For both worlds, I verify the Signaling pathways for reloads and define escalation paths if workers do not restart cleanly. This prevents a deployment in the middle of the day from causing disruption to the platform.
Checklist: Selection and tuning in practice
- Define target: maximum Compatibility (FPM) vs. minimum tail latency (LSAPI) vs. very hard separation (CGI).
- Clarify server role: One-host setup (Unix socket) or separate levels (TCP) - Set timeouts/backlog appropriately.
- Pools per account/site: own UID/GID, tight limits for memory, requests and time; activate slowlog.
- OPcache: sufficient size, high hit rate, revalidate strategy suitable for deployment; preloading if necessary.
- Storage: fast path for code/cache, dimension realpath cache, observe NFS special features.
- DB/Cache: Connections and timeouts consistent with pm.max_children; eliminate N+1 queries.

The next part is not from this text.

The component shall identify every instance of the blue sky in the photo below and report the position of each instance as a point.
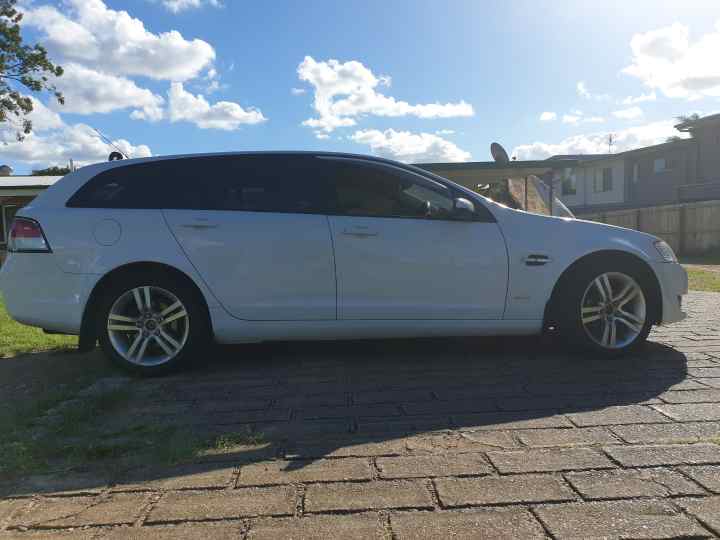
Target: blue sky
(413, 80)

- Caching layer: Combine reverse proxy, page cache and application cache; invalidate instead of emptying blindly.
- Observability: P95/P99, queue length, worker states, OPcache hit rate, I/O and backend latencies at a glance.
- rollouts: Graceful reloads, warmup, atomic deployments, selective cache invalidation.
- Capacity planning: burst reserves, no overbooking; realistically assess the costs/benefits of LSAPI licenses.
Briefly summarized: my classification
For mixed hosting environments PHP-FPM the best balance of performance, isolation and compatibility. On LiteSpeed stacks, LSAPI brings measurable advantages in terms of tail latencies and RAM consumption. CGI is suitable for strict separation in niche cases, but falls behind in dynamic projects. I initially rely on FPM with clear pool limits, activated OPcache and a clean web server setup. If you expect a lot of competition, test LSAPI on LiteSpeed and then make a decision. Cost-benefit-decision.